Kemunculan keris dalam khazanah kebudayaan Nusantara diduga dipengaruhi oleh peradaban Tionghoa dan India. Bentuk keris sendiri diyakini merupakan pengembangan dari morfologi belati peninggalan kebudayaan Dongson di Vietnam Selatan. Ritual penghormatan terhadap benda logam, yang diyakini berasal dari kebudayaan India kuno, turut berperan dalam menjadikan keris sebagai senjata yang tidak hanya memiliki nilai estetis, tetapi juga dipercaya memiliki daya magis.
Bentuk keris sebelum era Kerajaan Kediri-Singasari disebut dengan ‘keris buda’ atau disebut pula ‘keris sombro’. Keris pada era ini dicirikan dengan bentuknya yang relatif primitif, bilah melebar, dan belum memiliki kelokan (luk). Keris pada era setelah berdirinya Kerajaan Kediri-Singasari (keris modern) mengalami banyak perkembangan dari sisi estetika morfologi. Hal ini terlihat dengan munculnya lekukan, unsur ornamental (ricikan), dan pola pamor.
Keris modern umumnya dibuat dari campuran dua jenis bahan logam. Beberapa jenis bahan yang umum dibuat keris adalah besi, baja, dan pamor (logam nikel atau batu meteorit).

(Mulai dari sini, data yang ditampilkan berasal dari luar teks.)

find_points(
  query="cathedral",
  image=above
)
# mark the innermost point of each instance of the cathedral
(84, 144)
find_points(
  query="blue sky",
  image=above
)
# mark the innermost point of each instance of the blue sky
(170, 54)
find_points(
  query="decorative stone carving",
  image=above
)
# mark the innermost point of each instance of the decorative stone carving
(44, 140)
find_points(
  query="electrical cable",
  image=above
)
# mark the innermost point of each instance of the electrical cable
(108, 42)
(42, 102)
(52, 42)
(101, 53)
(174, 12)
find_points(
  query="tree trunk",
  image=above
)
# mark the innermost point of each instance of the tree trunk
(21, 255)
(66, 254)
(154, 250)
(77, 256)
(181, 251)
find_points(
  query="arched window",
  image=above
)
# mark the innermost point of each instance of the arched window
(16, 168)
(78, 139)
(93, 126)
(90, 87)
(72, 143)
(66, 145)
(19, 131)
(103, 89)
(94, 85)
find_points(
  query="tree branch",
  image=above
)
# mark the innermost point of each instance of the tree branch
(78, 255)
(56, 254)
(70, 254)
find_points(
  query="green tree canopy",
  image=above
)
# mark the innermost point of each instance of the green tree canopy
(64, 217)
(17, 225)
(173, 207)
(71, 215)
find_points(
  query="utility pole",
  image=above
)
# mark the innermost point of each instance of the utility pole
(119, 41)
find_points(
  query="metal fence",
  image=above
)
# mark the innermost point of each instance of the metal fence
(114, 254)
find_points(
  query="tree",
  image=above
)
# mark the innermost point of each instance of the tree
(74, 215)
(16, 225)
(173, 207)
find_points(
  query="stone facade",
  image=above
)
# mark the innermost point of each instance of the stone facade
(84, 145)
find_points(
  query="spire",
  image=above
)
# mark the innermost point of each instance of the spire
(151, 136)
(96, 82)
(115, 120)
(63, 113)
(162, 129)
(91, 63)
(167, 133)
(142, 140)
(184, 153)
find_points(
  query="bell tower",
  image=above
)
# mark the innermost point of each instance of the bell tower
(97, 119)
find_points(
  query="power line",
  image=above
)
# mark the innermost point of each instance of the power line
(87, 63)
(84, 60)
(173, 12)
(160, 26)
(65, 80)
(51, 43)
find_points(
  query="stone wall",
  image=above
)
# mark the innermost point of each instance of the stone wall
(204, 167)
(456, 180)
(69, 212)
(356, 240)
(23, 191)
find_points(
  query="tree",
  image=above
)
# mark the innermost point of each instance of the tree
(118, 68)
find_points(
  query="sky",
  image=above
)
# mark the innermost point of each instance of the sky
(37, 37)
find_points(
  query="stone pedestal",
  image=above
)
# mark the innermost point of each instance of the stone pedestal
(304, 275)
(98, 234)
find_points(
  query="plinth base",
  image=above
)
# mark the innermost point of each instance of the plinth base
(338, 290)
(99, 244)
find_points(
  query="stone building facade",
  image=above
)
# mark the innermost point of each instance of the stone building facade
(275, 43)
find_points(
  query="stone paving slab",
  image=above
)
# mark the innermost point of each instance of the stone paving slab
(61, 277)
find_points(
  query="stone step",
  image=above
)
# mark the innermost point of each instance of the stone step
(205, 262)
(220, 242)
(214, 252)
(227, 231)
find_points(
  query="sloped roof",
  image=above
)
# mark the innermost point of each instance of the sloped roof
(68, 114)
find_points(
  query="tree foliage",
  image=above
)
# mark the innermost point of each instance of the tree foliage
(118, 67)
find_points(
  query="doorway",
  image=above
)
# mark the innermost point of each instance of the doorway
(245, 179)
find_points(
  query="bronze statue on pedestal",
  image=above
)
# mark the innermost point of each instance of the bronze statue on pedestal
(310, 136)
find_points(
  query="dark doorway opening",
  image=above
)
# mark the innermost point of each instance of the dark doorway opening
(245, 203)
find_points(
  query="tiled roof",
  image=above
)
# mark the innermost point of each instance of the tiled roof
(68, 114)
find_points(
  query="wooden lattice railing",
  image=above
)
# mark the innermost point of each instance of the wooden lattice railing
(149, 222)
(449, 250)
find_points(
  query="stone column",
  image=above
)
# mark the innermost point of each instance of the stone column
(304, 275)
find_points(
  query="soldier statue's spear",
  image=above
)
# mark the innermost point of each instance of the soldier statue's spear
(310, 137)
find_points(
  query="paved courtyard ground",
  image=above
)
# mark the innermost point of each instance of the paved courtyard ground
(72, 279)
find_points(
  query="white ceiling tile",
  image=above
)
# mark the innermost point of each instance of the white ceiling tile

Proses penyatuan dua jenis logam ini dilakukan dengan penempaan dan pelipatan secara berulang-ulang pada suhu tinggi. Untuk itu, logam yang masih berupa batangan ini terlebih dahulu dipanaskan pada suhu di atas 1.000 derajat celcius.
Nilai estetika keris ditentukan oleh jumlah pengulangan proses pelipatan dan penempaannya.
Nilai estetika dari suatu keris ditentukan dari seberapa banyak pengulangan proses pelipatan dan penempaannya (saton). Semakin banyak pelipatan yang dilakukan, akan semakin lembut corak pamor yang dihasilkan. Setelah proses pengulangan tersebut, batangan aloi (campuran logam) tersebut dipotong sama panjang dan disisipkan sebatang baja. Tiga lapisan logam ini kembali ditempa hingga menjadi keris mentah.
Keris mentah ini kemudian dibentuk lebih lanjut dengan cara dikikir dan diberikan sejenis zat arsenik (warangan) untuk memperkuat corak pamor. Pada tahap inilah, ornamen ukiran (ricikan) dibuat sebagai penambah estetika sekaligus pesan pemaknaan tertentu. Setelah tercapai bentuk yang sempurna, keris diberikan gaman (gagang) dan warangka (sarung) sehingga menjadi keris yang sempurna. Untuk mempertahankan keindahannya, keris diberikan minyak pewangi dan warangan secara rutin.